Even if you don't enjoy reading, there are lots of fantastic reasons to venture into the literary world:

A. Most libraries carry a wide selection of new-release and classic DVD's. As such, you can check out movies for free (instead of reaching into your wallet for $5 at Blockbuster).
B. Most libraries have a fantastic selection of audio books on CD. Perfect for road trips, long business commutes, and cleaning the house.
C. Most libraries have WI-FI access. Yes, you can bring your laptop and surf the Internet on a comfy chair.
D. All libraries have computers with Internet access available.
E. There are SO many activities that you would never think a library might workshops, DDR for teens, mom and baby yoga, etc.
F. Even if you don't love to read, it's a great idea to foster a love of reading in your kids. Take them to story hour or enroll them in the summer reading program.

Come on all you bookworms and book-avoiders - check out your local library. There's something for everyone.

Sunday, July 8, 2007

Books I've Been Reading

I just read the following three books this past week:

  1. Brazen Careerist: The New Rules for Success by Penelope Trunk
  2. How to Become a Famous Writer Before You're Dead by Ariel Gore
  3. Blue Like Jazz: Nonreligious Thoughts on Christian Spirituality by Donald Miller
P.S. I also signed up for an account with Shelfari (essentially, an online book club).

What have you been reading?

Thursday, July 5, 2007

Note to Self: Help Others - do it often and do it unexpectedly

Been thinking about helping others.

It's so easy to get caught up in "me" and forget about "we" - meaning family, friends, the larger local and global community.

I heard about an anonymous gentleman who walked into a bookstore and handed the clerk $20 and said, "use this to buy a few books for kids." Nice.

I love the random acts of kindness thing. Or, rather, the intentional acts of kindness thing.

Tuesday, July 3, 2007

Tucson Tuesdays

Henceforward, Tuesdays will be dedicated to the beautiful deserts of Southern Arizona. I will comment on the people, the politics, and the public happenings of this growing metropolis of 1,000,000 people that boasts endless sunshine, breathtaking sunsets, and big city amenities in a "small town" environment.

I'm going to start this ongoing series with a challenge for every Tucson resident. Whether you are a young professional, a retiree, a stay-at-home mom, a high school senior, or a baby boomer working in corporate America, I urge you to give to Tucson. We are all responsible for the present and the future of our "western paradise" - and thus we should all be doing something to help. That can, of course, mean by contributing dollars to noteworthy causes, but it also means investing your time and talents to make Southern Arizona a better place.

Over the next few months, I will highlight many opportunities for you to get involved. Here's one easy first step: sign up to be a "Community Voice" on the Tucson Regional Town Hall website. This is your chance to speak up about your wants, needs, and ideas for improving Tucson...

Monday, July 2, 2007


  • Ace the GRE/GMAT in preparation for graduate school
  • Get professional pictures taken
  • Have a website made (or learn how to create one)
  • Take lots of pictures with my digital camera
  • Be in top-notch shape before baby #2

Sunday, July 1, 2007

Let's Make a Deal - Negotiating Compensation Packages in 2007

I was serious about my offer in my last blog post - perhaps more serious than even I originally intended.
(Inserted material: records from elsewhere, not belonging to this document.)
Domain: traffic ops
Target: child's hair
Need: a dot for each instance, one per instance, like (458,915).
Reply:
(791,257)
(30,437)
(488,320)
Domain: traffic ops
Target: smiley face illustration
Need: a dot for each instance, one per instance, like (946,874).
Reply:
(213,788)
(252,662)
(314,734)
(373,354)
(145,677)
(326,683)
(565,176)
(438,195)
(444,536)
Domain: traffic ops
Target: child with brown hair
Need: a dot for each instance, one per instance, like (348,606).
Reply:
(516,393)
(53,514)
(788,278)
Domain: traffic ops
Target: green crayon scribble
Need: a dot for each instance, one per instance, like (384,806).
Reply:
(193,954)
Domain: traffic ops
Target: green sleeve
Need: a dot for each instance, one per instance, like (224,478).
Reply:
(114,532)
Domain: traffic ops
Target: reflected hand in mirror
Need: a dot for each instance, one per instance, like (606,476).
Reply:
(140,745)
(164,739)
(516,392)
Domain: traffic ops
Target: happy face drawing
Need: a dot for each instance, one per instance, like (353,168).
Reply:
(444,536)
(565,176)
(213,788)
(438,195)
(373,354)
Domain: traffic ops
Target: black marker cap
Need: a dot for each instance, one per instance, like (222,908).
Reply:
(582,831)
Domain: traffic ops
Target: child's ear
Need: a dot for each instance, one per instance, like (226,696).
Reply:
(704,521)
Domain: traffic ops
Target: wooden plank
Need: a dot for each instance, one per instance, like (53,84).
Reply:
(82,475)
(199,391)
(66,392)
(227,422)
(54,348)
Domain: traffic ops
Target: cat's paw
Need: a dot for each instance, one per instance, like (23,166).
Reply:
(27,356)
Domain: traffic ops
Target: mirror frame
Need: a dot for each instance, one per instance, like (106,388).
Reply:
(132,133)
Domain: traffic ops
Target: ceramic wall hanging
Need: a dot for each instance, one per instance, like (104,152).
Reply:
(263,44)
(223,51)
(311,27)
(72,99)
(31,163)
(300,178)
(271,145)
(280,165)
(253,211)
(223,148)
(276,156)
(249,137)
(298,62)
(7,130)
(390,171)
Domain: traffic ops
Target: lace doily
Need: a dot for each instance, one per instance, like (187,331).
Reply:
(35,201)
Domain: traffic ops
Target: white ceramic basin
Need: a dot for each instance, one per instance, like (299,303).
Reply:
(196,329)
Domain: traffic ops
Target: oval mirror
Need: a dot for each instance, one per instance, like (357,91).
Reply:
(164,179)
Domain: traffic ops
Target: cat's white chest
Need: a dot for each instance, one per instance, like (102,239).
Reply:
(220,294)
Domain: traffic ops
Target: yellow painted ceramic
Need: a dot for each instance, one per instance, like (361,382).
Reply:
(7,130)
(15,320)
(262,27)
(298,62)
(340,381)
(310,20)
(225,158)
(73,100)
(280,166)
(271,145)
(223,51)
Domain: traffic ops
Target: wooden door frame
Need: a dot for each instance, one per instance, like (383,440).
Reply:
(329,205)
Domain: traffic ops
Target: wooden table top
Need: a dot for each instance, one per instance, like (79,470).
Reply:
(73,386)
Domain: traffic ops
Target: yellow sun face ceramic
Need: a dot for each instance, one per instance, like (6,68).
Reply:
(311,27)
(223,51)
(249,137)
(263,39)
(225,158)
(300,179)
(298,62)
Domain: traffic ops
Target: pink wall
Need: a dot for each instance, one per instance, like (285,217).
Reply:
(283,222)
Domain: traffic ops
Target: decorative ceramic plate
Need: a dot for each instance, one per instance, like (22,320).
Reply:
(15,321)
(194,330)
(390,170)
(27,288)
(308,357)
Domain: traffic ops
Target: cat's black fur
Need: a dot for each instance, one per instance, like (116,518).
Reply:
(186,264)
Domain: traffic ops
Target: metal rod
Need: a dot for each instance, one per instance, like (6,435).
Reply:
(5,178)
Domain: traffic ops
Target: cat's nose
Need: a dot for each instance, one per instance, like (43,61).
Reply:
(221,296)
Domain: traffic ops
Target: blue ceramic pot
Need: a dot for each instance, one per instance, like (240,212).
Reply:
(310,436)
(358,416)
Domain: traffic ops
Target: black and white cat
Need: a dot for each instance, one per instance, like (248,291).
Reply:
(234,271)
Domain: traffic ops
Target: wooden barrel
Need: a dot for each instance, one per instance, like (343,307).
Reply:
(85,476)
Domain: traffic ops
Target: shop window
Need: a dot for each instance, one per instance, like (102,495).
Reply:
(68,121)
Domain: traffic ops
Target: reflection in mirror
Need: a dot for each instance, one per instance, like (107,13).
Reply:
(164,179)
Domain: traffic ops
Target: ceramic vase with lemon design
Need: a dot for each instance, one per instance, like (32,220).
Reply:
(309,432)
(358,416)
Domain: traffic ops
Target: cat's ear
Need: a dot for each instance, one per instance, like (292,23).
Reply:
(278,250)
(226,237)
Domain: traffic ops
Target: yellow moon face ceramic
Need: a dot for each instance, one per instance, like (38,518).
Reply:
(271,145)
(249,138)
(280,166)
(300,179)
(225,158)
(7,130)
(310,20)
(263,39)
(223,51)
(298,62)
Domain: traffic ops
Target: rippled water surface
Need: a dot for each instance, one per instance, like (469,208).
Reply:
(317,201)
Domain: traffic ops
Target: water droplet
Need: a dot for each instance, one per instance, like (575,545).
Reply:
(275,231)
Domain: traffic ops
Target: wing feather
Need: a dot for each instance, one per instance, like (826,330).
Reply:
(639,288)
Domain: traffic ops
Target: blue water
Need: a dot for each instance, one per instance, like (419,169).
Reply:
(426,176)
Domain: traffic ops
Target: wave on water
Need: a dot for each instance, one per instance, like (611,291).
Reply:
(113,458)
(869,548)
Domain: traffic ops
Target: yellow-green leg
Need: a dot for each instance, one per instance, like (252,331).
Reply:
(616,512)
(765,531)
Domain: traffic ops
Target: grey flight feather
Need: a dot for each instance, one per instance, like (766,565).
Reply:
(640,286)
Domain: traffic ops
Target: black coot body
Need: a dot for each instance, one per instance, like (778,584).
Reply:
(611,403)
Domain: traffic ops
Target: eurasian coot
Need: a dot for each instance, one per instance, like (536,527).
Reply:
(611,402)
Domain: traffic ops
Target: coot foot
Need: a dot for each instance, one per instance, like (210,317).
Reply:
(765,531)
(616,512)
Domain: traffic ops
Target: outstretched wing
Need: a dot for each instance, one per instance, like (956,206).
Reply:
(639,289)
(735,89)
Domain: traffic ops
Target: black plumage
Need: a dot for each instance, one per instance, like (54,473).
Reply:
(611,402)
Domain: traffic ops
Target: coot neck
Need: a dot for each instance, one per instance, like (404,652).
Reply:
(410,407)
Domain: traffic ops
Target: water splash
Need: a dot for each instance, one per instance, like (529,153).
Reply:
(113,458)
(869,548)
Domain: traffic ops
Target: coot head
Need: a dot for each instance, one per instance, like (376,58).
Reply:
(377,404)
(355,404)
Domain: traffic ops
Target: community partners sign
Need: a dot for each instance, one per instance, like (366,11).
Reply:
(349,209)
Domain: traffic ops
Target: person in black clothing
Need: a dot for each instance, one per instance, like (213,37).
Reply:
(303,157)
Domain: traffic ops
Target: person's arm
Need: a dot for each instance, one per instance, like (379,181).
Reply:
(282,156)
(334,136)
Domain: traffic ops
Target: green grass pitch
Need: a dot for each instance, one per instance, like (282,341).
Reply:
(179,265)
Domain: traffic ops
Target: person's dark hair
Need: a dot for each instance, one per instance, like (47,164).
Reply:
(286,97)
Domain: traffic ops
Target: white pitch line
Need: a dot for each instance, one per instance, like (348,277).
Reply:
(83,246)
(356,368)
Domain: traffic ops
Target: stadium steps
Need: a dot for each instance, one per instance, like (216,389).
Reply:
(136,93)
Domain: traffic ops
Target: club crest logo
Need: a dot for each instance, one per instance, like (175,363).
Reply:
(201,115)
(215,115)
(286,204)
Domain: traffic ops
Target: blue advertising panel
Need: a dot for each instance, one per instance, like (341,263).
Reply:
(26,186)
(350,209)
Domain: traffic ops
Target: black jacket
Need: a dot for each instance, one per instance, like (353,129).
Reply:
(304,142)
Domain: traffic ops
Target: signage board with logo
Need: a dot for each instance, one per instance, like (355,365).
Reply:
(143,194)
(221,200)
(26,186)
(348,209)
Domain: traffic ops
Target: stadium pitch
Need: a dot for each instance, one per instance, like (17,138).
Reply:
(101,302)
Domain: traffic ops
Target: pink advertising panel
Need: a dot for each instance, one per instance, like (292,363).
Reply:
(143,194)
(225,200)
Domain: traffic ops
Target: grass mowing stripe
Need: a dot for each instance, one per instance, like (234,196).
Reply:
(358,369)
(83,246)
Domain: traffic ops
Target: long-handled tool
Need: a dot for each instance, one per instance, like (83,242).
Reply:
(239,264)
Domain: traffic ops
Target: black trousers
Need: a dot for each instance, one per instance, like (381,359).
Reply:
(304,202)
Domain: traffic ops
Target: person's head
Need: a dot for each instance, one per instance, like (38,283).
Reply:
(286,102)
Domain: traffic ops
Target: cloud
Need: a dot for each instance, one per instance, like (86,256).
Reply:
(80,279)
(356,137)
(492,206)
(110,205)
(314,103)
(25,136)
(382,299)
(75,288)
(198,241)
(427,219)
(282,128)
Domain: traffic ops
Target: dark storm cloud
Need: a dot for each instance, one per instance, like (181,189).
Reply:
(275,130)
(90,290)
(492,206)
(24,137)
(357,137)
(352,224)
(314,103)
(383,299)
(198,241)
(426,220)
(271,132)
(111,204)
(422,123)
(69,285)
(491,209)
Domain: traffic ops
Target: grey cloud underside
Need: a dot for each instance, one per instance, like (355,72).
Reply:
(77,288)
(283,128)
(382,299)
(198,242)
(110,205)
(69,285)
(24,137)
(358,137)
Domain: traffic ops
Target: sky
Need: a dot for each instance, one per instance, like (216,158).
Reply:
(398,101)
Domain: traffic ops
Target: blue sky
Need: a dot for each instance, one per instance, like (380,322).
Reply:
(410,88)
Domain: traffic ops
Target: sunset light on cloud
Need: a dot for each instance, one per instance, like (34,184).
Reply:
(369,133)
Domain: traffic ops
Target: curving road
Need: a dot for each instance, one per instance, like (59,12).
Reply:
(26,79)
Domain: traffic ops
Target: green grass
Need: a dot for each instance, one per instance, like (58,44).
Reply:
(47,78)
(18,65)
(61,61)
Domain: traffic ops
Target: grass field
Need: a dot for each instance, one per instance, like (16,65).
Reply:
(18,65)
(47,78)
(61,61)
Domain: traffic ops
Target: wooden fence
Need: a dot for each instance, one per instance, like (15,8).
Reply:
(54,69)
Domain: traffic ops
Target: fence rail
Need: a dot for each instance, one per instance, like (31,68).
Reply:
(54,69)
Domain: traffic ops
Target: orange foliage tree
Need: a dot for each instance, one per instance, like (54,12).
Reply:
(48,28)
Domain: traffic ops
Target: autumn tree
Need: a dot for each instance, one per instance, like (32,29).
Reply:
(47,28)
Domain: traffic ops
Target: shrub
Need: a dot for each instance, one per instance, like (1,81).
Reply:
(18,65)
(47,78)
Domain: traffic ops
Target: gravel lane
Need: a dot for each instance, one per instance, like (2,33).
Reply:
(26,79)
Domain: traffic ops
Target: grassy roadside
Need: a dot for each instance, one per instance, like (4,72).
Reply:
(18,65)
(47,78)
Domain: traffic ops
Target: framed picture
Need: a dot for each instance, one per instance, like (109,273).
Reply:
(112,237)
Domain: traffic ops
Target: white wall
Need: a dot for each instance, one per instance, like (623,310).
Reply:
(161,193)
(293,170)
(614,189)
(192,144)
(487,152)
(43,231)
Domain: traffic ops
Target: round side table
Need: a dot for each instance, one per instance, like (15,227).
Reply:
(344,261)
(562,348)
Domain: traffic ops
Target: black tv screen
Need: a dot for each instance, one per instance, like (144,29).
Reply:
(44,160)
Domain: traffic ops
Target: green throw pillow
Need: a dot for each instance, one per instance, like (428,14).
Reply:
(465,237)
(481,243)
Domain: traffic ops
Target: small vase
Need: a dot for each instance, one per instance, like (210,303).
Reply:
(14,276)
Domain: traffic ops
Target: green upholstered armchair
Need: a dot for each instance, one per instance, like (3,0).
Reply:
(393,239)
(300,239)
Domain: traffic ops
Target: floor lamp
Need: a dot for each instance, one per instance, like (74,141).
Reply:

It's really a novel idea - compensation packages that consist of little or no actual hard cash. I do realize, of course, that this kind of arrangement would not be ideal long term. But I'm all for it for this year.

I would love to work in exchange for "growth" and "professional development" opportunities - graduate school tuition, organization and association memberships, travel and registration fees for various conferences, personal training sessions, etc.